The following section pertains to protein sequence evidence.  Here we are using previously annotated protein sequences.  Another option would be to use SwissProt or other database:

#-----Protein Homology Evidence (for best results provide a file for at least one)
protein=/vol_b/run_data/protein/Arabidopsis_thaliana.TAIR10.27.pep.all.fa:AT,/vol_b/run_data/protein/Brachypodium_distachyon.v1.0.27.pep.all.fa:BD,/vol_b/run_data/protein/Oryza_sativa.IRGSP-1.0.27.pep.all.fa:OS,/vol_b/run_data/protein/Setaria_italica.JGIv2.0.27.pep.all.fa:SI,/vol_b/run_data/protein/Sorghum_bicolor.Sorbi1.27.pep.all.fa:,/vol_b/run_data/protein/Zea_mays.AGPv4.pep.all.fa:grm  #protein sequence file in fasta format (i.e. from mutiple organisms)
protein_gff=  #aligned protein homology evidence from an external GFF3 file

This next section pertains to repeat identification:

#-----Repeat Masking (leave values blank to skip repeat masking)
model_org= #select a model organism for RepBase masking in RepeatMasker
rmlib=/vol_b/run_data/Wessler-Bennetzen_2.fasta #provide an organism specific repeat library in fasta format for RepeatMasker
repeat_protein=/vol_b/run_data/te_proteins.fasta #provide a fasta file of transposable element proteins for RepeatRunner
rm_gff= #pre-identified repeat elements from an external GFF3 file
prok_rm=0 #forces MAKER to repeatmask prokaryotes (no reason to change this), 1 = yes, 0 = no
softmask=1 #use soft-masking rather than hard-masking in BLAST (i.e. seg and dust filtering)

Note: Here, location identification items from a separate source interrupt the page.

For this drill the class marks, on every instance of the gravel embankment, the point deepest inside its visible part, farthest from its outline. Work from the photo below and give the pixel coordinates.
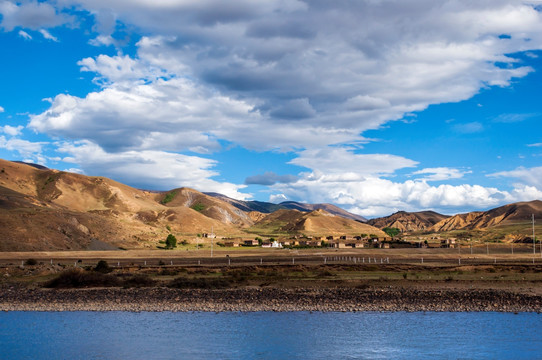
(15, 298)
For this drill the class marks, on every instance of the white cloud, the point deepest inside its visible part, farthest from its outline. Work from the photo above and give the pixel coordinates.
(469, 128)
(149, 169)
(47, 35)
(12, 130)
(343, 163)
(303, 76)
(441, 173)
(25, 35)
(289, 76)
(31, 14)
(374, 196)
(23, 147)
(277, 198)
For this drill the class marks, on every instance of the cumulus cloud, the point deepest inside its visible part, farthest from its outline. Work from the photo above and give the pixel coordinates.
(277, 198)
(11, 130)
(155, 170)
(25, 35)
(24, 148)
(343, 163)
(373, 196)
(31, 15)
(306, 74)
(469, 128)
(308, 77)
(269, 178)
(441, 173)
(47, 35)
(512, 118)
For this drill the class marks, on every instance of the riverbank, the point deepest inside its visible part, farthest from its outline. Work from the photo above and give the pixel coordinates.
(18, 298)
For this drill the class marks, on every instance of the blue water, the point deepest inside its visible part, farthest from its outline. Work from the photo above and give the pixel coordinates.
(299, 335)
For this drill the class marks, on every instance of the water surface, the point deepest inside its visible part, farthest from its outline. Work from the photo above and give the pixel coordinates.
(268, 335)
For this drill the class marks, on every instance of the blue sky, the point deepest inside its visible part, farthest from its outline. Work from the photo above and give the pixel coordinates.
(373, 106)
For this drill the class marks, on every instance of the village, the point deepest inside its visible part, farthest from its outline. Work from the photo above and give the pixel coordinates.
(333, 241)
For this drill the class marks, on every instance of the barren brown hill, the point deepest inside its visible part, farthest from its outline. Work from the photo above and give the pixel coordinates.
(409, 221)
(504, 215)
(207, 205)
(43, 209)
(321, 223)
(266, 207)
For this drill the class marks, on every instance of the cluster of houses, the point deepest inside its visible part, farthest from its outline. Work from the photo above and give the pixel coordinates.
(333, 241)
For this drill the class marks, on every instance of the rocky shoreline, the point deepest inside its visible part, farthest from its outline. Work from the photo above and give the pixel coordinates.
(18, 298)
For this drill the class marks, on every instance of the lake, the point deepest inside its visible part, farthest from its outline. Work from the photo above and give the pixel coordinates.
(269, 335)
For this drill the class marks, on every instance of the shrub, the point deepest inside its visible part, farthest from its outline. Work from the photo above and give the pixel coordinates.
(171, 241)
(31, 262)
(139, 281)
(77, 278)
(169, 197)
(198, 207)
(103, 267)
(198, 283)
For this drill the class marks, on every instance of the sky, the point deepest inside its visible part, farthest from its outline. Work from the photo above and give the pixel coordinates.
(375, 106)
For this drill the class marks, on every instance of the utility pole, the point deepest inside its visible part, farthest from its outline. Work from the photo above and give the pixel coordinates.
(534, 242)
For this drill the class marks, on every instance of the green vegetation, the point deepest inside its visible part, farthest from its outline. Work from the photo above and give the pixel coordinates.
(392, 232)
(171, 241)
(103, 267)
(199, 207)
(31, 262)
(77, 278)
(169, 197)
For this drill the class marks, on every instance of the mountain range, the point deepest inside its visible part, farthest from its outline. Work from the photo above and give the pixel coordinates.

This next section pertains to setting for gene predictors.

#-----Gene Prediction
snaphmm= #SNAP HMM file
gmhmm= #GeneMark HMM file
augustus_species=maize5 #Augustus gene prediction species model
fgenesh_par_file= #FGENESH parameter file
pred_gff=/vol_b/run_data/B73_fg.gff3  #ab-initio predictions from an external GFF3 file
model_gff= #annotated gene models from an external GFF3 file (annotation pass-through)
run_evm=0 #run EvidenceModeler, 1 = yes, 0 = no
est2genome=0 #infer gene predictions directly from ESTs, 1 = yes, 0 = no
protein2genome=0 #infer predictions from protein homology, 1 = yes, 0 = no
trna=1 #find tRNAs with tRNAscan, 1 = yes, 0 = no
snoscan_rrna= #rRNA file to have Snoscan find snoRNAs
snoscan_meth= #-O-methylation site fileto have Snoscan find snoRNAs
unmask=0 #also run ab-initio prediction programs on unmasked sequence, 1 = yes, 0 = no
allow_overlap= #allowed gene overlap fraction (value from 0 to 1, blank for default)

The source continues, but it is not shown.